Minijobs und Hartz IV keine Seltenheit

Auch bei Minijobs gebe es der Studie zufolge keine Entwarnung: Rund 7.400 Menschen im Vogelsbergkreis waren 2016 ausschließlich geringfügig beschäftigt (2003: 6.700). In der Gebäudereinigung machten Minijobs mittlerweile die Hälfte aller Arbeitsplätze aus, berichtete Gewerkschafterin Hammes. Auch hier seien es insbesondere Frauen, die nach einem Jobverlust oder einer Trennung oft schnell in Hartz IV abrutschten.

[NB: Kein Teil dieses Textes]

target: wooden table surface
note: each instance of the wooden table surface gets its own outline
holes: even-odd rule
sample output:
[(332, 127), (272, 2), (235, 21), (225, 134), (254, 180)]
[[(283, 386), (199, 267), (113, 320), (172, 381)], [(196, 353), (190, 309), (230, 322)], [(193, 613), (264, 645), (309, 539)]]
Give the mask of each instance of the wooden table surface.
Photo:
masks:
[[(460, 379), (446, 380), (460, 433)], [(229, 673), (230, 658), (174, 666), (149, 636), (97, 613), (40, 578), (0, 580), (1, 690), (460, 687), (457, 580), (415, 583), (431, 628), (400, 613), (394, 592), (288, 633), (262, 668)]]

Mit Blick auf die Bundestagswahl im September fordert die IG BAU Mittelhessen von den Parteien klare Konzepte „gegen die Unwucht am Arbeitsmarkt“. Dazu müsse die Abschaffung der Befristungen ohne sachlichen Grund genauso gehören wie die Einbeziehung von Minijobs in die Sozialversicherung. „Dabei sind auch die Arbeitgeber in der Pflicht. Statt aufs Billig-Prinzip sollten Chefs auf Kontinuität setzen“, betont Hammes. Wer heute vollwertige Stellen schaffe, brauche sich morgen nicht um fehlende Fachkräfte sorgen.